Source: Dawn, 06 Jun, 2010
Here’s a question: How come whenever there’s a drone attack (in which most of those killed generally are extremists), or a case of perceived obscenity or blasphemy surfaces, street corners are at once filled with burqa-clad women and bearded men chanting slogans like ‘Death to infidels’? But none of these fine, sensitive Muslims can be seen protesting when there’s an attack on innocent civilians —Ahmadis or others — by the extremists?
Where do they vanish? Isn’t the gruesome and inhuman exhibition of violence and coercion so gleefully demonstrated by monsters like the Taliban and their twisted sectarian allies akin to a moral sin and misdeed far graver than what my loud burqa-clad sisters and bearded brothers are always agitating against? Of course it is.
But it seems in these protesters’ book of social, political and moral ills, the word terrorism cannot be ascribed to savages who in the name of Allah and Islam slaughter men, women and children, as if trying to construct a bloody ladder to the promised paradise from all the bodies and limbs that their attacks leave behind. Religious parties in Pakistan that claim to uphold Muslim aspirations and interests, along with the many cranks that we have to suffer on our TV screens, have hardly shied away from the irresponsible act of condoning barbarism. They do so by at once ascribing a terrorist attack on innocent civilians to the diabolic conspiracies being hatched against the holy republic of ours by ‘foreign hands’ and ‘anti-Islam forces’.
With their instant apologies for the extremists these parties and men have allowed their moral state of being to plunge and hit the same dark ideological abyss where lie boiling the extremists’ mind-set and delusions. But are religious parties the only ones indulging in such shameless demagoguery?
Many Pakistanis routinely continue to deny the fact that the monsters behind all ‘faithful’ barbarism cutting this country into bits are the mutant products of what our own state and society have been up to in the past 30 years or so. For years a convoluted narrative has been circulated by the state, the clerics, schools and now the electronic media: Pakistan was made in the name of Islam (read, a theocratic state).
Thus, only Muslims (mainly orthodox Sunnis, shall we say?) have the right to rule, run and benefit from this country. ‘Minority’ religions and ‘heretical’ sects living as Pakistani citizens are not to be trusted. They need to be constitutionally, socially and culturally isolated. Parliamentary democracy can’t be trusted either. It unleashes ethnic forces, ‘corruption’ and undermines the role of the military and that of Islam in the state’s make-up. It threatens the ‘unity’ of the country — a unity based on an unrealistically homogeneous understanding of Islam (mainly concocted by the state and its right-wing allies). Most of our political, economic and social ills are due to the diabolical conspiracies hatched by our many enemies (especially India, Israel and the West).
The bad news is that such beliefs are symptomatic of a society that has started to respond enthusiastically to the major symptoms of fascist thought. Symptoms such as a xenophobic exhibition of nationalism; disdain for recognition of human rights; identification of enemies/scapegoats as a unifying cause; supremacy of the military (might); obsession with national security; intertwining of religion and government; disdain for intellectual thought and the arts, and an obsession with crime and punishment.
Have not many Pakistanis willingly allowed themselves to be captured in all the macho and paranoid trappings of the mentioned symptoms?

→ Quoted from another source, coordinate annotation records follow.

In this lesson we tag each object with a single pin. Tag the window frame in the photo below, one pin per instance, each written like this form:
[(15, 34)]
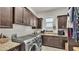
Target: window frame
[(49, 28)]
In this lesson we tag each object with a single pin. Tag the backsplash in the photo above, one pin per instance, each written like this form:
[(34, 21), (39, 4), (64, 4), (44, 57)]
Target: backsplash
[(20, 30)]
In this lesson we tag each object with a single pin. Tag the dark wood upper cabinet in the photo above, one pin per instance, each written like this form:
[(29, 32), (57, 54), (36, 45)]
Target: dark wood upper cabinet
[(26, 17), (18, 15), (62, 21), (6, 17)]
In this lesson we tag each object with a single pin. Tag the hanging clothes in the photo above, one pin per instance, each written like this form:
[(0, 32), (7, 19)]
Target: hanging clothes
[(73, 14), (75, 18)]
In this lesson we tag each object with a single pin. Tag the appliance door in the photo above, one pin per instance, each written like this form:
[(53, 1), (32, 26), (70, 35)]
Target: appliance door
[(34, 47)]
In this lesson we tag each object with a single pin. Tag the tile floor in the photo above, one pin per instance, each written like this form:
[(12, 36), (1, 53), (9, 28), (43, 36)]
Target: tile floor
[(46, 48)]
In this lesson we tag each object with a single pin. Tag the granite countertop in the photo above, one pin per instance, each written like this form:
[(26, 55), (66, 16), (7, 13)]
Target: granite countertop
[(53, 34), (8, 45)]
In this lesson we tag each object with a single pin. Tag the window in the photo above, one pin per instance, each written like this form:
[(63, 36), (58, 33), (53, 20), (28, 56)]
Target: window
[(49, 23)]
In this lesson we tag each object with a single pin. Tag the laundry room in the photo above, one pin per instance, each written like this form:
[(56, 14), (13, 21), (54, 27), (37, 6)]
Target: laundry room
[(39, 29)]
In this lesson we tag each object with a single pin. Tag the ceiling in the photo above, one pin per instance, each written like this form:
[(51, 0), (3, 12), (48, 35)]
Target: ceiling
[(44, 9)]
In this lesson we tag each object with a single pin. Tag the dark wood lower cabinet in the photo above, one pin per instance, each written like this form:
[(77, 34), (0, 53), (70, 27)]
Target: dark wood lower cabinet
[(72, 43), (54, 41)]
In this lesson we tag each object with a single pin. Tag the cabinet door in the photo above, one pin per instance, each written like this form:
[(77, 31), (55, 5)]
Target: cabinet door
[(39, 23), (6, 14), (18, 15), (26, 17), (62, 21)]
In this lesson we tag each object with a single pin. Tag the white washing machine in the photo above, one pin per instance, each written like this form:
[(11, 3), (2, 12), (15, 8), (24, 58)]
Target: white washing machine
[(31, 45), (38, 41)]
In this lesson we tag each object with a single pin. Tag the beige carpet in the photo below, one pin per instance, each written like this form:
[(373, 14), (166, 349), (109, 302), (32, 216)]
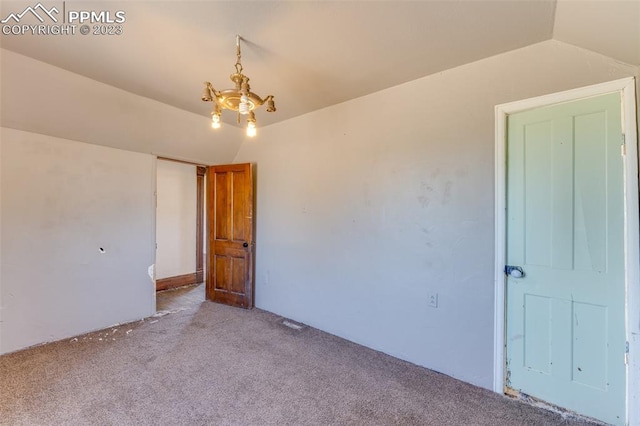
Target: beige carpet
[(210, 364)]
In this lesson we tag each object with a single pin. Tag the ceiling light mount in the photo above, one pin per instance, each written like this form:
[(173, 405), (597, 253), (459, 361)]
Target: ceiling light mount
[(240, 99)]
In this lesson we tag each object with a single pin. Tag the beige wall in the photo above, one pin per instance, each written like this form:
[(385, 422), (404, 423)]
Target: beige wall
[(367, 207), (77, 238), (175, 219)]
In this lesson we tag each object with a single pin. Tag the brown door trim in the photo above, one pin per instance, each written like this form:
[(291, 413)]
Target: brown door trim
[(201, 173)]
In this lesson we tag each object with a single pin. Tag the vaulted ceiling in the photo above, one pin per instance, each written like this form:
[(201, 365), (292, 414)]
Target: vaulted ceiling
[(313, 54)]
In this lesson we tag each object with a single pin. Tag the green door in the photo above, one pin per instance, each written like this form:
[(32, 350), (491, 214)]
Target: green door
[(565, 229)]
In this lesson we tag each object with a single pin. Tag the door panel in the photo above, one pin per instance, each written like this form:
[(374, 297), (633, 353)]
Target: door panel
[(565, 228), (230, 220)]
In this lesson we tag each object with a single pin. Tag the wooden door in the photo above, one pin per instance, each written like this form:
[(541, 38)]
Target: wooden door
[(565, 229), (230, 254)]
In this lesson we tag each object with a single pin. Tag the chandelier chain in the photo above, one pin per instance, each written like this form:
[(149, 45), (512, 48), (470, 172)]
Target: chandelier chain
[(238, 55)]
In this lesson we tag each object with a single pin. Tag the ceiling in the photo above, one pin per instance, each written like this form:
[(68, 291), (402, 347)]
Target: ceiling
[(314, 54)]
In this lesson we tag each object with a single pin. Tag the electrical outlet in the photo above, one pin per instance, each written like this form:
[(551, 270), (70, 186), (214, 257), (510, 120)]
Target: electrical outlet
[(432, 300)]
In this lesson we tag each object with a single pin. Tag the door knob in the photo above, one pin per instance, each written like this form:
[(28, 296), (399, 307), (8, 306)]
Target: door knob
[(514, 271)]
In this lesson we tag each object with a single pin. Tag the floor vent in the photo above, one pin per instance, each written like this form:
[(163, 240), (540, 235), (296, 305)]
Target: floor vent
[(292, 324)]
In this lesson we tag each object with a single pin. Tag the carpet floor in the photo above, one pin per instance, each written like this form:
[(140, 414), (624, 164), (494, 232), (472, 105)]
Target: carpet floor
[(209, 364)]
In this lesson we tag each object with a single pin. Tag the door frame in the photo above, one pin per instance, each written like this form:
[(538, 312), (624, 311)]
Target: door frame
[(626, 87)]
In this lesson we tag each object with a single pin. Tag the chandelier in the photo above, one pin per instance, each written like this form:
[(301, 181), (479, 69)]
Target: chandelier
[(240, 99)]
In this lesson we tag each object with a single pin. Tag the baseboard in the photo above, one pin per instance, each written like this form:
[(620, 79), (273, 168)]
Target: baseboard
[(177, 281)]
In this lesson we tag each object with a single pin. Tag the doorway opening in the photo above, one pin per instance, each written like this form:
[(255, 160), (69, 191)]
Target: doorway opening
[(180, 248)]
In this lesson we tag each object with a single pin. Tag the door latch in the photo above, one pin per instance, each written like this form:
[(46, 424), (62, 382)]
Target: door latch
[(514, 271)]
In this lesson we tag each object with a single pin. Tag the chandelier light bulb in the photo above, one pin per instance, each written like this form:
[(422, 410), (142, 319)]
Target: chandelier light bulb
[(215, 121), (251, 129)]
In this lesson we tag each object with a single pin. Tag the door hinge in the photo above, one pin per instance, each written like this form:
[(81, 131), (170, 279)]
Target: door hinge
[(626, 354)]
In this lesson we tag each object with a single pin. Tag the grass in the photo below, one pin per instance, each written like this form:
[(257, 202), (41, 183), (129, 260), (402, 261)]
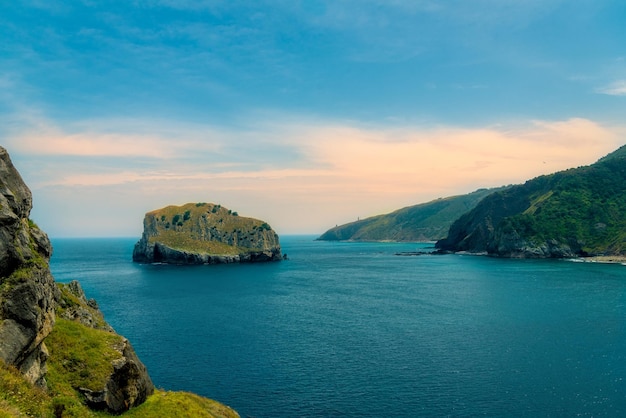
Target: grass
[(80, 356), (20, 398), (180, 404), (179, 228)]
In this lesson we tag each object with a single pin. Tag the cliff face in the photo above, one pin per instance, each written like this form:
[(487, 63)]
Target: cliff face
[(204, 233), (27, 289), (29, 298), (424, 222), (576, 212)]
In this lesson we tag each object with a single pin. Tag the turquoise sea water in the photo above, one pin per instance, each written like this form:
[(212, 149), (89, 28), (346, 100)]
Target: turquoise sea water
[(350, 329)]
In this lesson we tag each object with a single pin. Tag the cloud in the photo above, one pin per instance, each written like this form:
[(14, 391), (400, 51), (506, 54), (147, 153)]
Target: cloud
[(617, 88), (332, 173)]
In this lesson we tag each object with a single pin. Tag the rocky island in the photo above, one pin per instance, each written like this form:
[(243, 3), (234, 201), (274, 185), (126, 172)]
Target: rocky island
[(58, 356), (205, 233)]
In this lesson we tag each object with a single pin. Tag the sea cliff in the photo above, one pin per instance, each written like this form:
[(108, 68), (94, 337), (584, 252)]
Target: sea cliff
[(58, 355), (205, 233), (423, 222), (579, 212)]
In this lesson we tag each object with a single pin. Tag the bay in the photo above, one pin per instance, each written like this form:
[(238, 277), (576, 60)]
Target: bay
[(351, 329)]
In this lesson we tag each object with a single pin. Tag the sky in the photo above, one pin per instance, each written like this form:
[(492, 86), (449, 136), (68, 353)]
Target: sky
[(303, 113)]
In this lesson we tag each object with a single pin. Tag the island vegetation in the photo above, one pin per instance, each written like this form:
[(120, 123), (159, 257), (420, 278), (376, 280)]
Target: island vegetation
[(205, 233)]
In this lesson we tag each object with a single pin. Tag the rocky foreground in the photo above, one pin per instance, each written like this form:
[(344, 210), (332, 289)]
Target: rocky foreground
[(58, 356)]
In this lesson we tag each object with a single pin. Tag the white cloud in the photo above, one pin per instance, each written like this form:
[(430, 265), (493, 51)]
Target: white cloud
[(618, 88), (345, 171)]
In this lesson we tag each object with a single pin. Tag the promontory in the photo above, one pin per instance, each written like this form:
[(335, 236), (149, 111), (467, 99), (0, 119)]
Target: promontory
[(205, 233), (58, 355)]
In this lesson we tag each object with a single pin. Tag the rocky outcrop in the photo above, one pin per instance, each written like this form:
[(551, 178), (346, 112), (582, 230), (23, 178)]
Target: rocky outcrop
[(29, 299), (205, 233), (128, 384), (424, 222), (27, 289), (573, 213)]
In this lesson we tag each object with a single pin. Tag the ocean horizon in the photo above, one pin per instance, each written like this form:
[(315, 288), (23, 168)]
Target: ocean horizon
[(352, 329)]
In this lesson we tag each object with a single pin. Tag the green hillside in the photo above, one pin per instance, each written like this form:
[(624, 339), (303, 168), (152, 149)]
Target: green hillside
[(424, 222), (579, 211)]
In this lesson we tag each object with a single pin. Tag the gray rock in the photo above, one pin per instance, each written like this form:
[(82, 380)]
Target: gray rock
[(27, 298), (128, 386), (254, 244)]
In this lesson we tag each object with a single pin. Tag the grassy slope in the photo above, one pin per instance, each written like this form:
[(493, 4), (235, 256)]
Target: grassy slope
[(584, 208), (80, 356), (425, 222)]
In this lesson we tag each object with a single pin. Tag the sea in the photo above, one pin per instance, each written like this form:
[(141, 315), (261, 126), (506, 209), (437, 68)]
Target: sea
[(367, 330)]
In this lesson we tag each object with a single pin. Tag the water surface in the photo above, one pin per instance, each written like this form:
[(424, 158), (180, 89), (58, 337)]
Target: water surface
[(350, 329)]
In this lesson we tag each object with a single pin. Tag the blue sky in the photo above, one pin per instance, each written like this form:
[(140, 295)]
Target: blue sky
[(306, 114)]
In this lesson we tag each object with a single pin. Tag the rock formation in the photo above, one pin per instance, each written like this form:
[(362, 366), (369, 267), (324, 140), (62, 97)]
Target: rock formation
[(424, 222), (27, 289), (204, 233), (571, 213), (128, 383), (29, 297)]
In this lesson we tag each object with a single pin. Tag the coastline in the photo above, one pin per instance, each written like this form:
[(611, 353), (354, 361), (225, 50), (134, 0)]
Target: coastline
[(606, 259)]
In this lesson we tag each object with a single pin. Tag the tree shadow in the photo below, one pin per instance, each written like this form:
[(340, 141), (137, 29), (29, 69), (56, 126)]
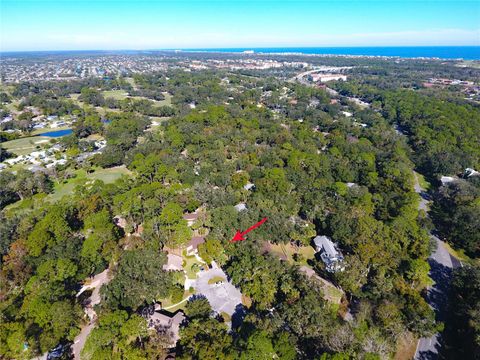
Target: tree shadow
[(238, 316)]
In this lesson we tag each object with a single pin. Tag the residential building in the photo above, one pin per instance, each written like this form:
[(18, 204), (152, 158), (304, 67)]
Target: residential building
[(174, 263), (167, 323)]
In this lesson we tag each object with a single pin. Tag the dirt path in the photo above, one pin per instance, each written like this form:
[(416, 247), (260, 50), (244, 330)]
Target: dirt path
[(96, 284)]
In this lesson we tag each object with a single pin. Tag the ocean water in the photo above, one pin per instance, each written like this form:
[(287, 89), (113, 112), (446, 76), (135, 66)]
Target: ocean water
[(442, 52)]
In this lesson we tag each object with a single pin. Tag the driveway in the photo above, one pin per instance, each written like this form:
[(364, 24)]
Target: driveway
[(222, 297), (96, 283), (441, 268)]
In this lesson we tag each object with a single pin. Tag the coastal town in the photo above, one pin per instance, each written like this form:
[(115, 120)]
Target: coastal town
[(190, 203)]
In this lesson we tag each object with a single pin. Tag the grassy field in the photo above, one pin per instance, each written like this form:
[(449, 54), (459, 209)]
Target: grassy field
[(25, 145), (106, 175), (116, 94), (44, 130), (216, 279), (189, 262)]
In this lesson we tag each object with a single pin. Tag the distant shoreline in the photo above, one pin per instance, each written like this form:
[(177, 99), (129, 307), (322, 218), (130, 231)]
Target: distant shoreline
[(393, 52)]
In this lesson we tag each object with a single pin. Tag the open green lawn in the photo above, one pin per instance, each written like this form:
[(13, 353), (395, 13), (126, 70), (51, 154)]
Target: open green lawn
[(25, 145), (116, 94), (216, 279), (106, 175), (44, 130), (191, 265)]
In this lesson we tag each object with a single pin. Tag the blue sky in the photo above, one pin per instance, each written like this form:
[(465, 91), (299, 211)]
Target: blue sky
[(129, 24)]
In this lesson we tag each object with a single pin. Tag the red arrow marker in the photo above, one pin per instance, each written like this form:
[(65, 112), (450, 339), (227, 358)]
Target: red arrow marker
[(239, 235)]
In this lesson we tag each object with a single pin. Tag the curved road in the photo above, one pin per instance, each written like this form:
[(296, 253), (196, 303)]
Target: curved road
[(441, 267)]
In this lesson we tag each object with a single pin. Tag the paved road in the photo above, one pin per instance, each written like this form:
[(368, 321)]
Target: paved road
[(96, 284), (441, 267)]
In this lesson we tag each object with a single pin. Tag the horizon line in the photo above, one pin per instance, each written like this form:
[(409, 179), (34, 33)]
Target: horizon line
[(188, 49)]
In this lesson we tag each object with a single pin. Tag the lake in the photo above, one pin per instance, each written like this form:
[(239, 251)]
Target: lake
[(57, 133)]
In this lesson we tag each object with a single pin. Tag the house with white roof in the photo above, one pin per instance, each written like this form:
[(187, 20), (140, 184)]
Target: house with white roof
[(331, 257)]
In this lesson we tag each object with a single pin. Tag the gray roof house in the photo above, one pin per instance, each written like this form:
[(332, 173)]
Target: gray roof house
[(166, 323), (330, 255)]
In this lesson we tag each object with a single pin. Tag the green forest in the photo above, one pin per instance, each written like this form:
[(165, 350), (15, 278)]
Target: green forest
[(315, 170)]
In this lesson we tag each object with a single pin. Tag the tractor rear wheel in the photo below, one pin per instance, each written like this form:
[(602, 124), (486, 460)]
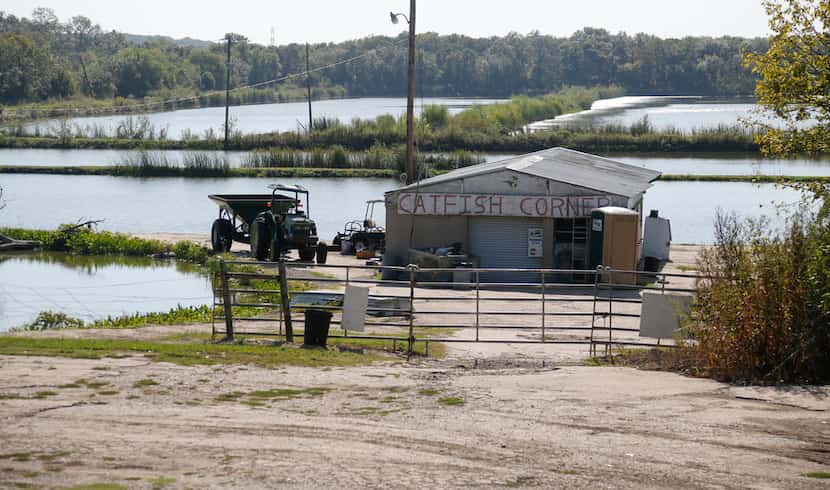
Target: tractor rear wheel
[(275, 251), (260, 239), (322, 252), (307, 254)]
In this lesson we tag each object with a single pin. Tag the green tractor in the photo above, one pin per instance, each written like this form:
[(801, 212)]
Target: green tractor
[(271, 224)]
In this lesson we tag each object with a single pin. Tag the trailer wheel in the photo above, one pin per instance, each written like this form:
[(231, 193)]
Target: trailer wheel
[(221, 235), (260, 239), (322, 252), (307, 254)]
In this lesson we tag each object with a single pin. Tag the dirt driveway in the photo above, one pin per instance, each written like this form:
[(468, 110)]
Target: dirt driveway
[(143, 424), (495, 416)]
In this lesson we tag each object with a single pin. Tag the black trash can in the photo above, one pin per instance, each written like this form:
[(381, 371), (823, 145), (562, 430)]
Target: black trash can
[(316, 327), (651, 264)]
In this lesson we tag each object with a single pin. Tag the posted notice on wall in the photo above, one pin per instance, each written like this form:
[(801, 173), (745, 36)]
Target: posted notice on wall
[(535, 242), (355, 302)]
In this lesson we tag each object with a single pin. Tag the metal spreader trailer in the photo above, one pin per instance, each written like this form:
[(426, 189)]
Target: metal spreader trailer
[(271, 223)]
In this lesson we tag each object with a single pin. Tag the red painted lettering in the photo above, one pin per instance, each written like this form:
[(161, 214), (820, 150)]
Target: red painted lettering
[(522, 207), (419, 203), (572, 207), (449, 202), (587, 205), (556, 203), (495, 202), (480, 200), (405, 198), (466, 198), (435, 198), (541, 207)]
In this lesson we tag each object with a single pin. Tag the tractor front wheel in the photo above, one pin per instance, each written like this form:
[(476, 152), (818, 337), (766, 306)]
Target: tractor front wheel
[(260, 239), (307, 254), (221, 235)]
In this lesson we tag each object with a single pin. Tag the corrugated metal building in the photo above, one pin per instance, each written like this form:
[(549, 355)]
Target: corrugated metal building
[(531, 211)]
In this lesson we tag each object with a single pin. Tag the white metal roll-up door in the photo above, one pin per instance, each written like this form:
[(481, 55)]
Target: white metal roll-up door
[(502, 243)]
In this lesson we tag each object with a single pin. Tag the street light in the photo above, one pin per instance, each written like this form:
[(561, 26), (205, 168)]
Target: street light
[(410, 92)]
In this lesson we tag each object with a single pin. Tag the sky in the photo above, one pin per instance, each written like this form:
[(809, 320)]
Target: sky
[(338, 20)]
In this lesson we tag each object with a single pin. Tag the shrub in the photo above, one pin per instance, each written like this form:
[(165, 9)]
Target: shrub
[(763, 315)]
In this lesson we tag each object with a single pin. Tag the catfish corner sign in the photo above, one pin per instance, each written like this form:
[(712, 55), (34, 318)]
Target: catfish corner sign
[(426, 204)]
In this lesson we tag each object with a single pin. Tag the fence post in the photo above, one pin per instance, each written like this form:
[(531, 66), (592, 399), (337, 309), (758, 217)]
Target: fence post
[(610, 310), (412, 268), (543, 307), (597, 273), (478, 297), (285, 302), (226, 300)]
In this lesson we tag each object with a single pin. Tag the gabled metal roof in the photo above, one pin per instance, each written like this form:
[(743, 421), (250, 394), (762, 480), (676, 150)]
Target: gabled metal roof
[(562, 165)]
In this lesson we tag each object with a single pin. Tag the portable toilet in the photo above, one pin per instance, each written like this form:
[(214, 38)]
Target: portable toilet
[(614, 239), (656, 237)]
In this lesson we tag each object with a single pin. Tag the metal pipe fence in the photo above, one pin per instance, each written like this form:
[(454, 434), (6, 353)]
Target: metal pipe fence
[(422, 305)]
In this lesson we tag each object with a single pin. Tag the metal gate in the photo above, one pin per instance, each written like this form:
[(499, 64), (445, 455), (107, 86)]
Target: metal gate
[(501, 243)]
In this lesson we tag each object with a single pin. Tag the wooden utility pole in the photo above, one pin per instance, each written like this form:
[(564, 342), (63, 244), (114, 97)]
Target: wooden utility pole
[(410, 100), (308, 87), (229, 40)]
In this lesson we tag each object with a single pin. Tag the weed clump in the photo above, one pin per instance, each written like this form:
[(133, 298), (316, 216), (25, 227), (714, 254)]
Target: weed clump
[(762, 313)]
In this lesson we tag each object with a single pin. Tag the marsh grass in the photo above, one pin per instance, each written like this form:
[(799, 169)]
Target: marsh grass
[(154, 164)]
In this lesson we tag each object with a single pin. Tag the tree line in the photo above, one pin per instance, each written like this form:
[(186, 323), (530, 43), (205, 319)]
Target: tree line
[(45, 58)]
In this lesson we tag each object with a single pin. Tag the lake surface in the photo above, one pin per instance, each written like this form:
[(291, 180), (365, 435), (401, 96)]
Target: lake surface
[(663, 112), (92, 288), (703, 164), (178, 205), (266, 118), (173, 205)]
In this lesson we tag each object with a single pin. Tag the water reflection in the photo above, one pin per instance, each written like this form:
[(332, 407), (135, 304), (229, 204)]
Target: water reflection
[(92, 288)]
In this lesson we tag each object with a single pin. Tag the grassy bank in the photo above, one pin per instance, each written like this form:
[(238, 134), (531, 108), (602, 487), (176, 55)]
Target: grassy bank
[(187, 354), (119, 171), (760, 179), (87, 242), (732, 141)]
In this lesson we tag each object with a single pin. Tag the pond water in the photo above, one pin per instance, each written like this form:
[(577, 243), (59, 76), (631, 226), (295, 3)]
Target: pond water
[(92, 288), (266, 118), (699, 164), (178, 205), (173, 205)]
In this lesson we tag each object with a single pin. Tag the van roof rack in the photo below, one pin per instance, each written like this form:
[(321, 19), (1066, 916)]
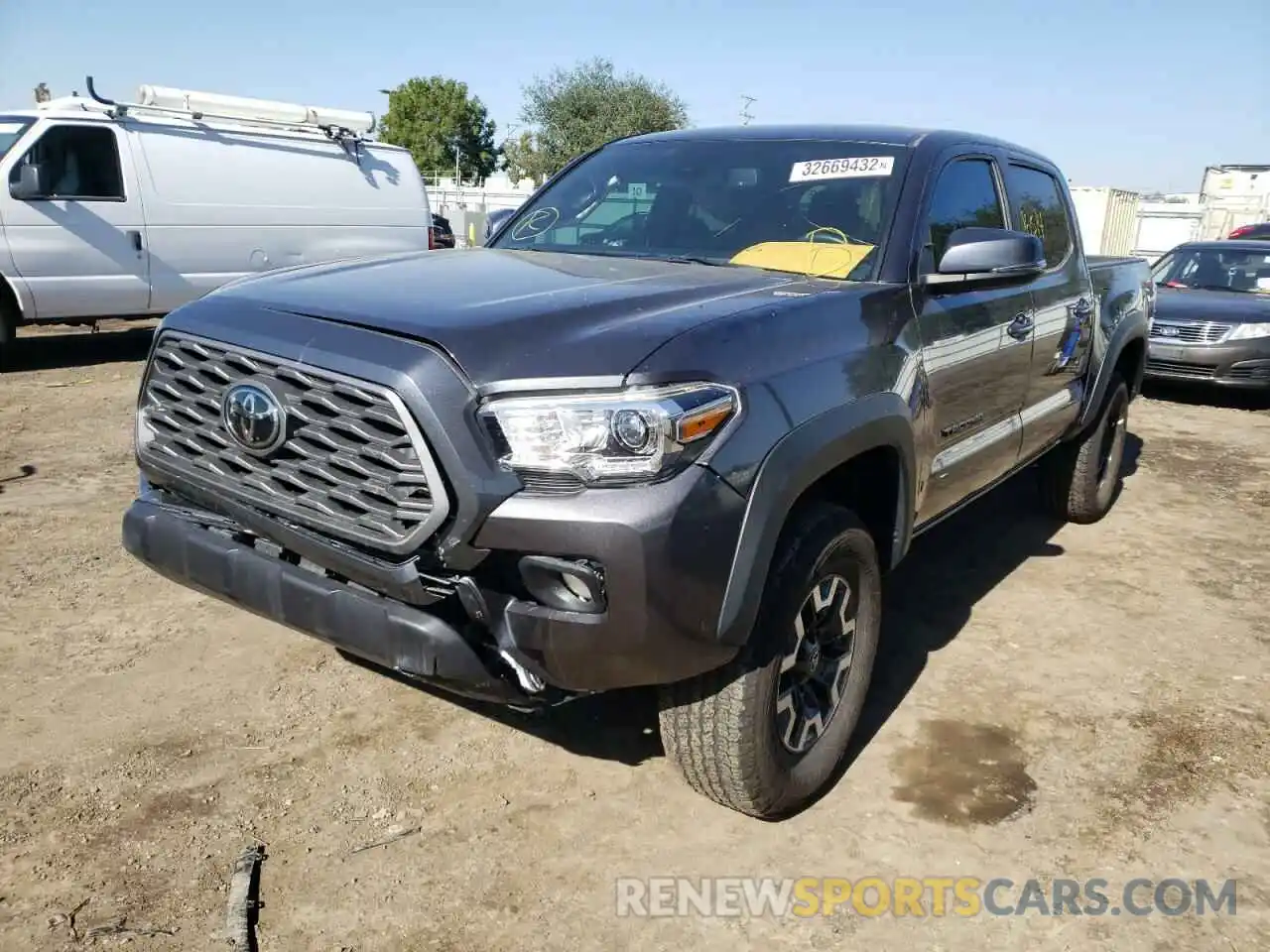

Does this not point at a country ripening and readying itself for an all-round fascist scenario?
Unfortunately, this is the scenario that some among us talk about as they speak of imposing the system of the righteous caliphs or the sharia, or whatever profound buzzwords adopted to explain Pakistan’s march towards a wonderful society of equality and justice. Such thoughts mean little. They only amount to a fantasised system either based on ancient musings of tribal societies or on glorified myths of bravado.
Not for a moment are we ready to stand back and look at what we have made of ourselves. We call ourselves ‘moderate Muslims’, and yet applaud or quietly tolerate the hate-spewing claptrap that pours out from our mosques and TV screens. We cheer about the fact that Pakistan is one of the very few democratic Muslim countries with a constitution, and yet we will not speak a word about clauses and sections in the same constitution that have triggered violence and repression against women and sanctioned a religious apartheid that only allows an orthodox, pious Muslim democratic rights to rule the country or run in an election.
For how long will we keep hiding behind a fragile mask of religiosity and patriotism, a mask that covers our faces every time we confront a situation where our views and actions (especially regarding faith) are questioned? We do not debate. We react and then huddle up behind our flimsy and lopsided historical and national narratives about what being a Pakistani and Muslim is all about, cursing the world for our ills, looking out for infidels and heretics among us, or for scapegoats in the shape of media-constructed punching bags.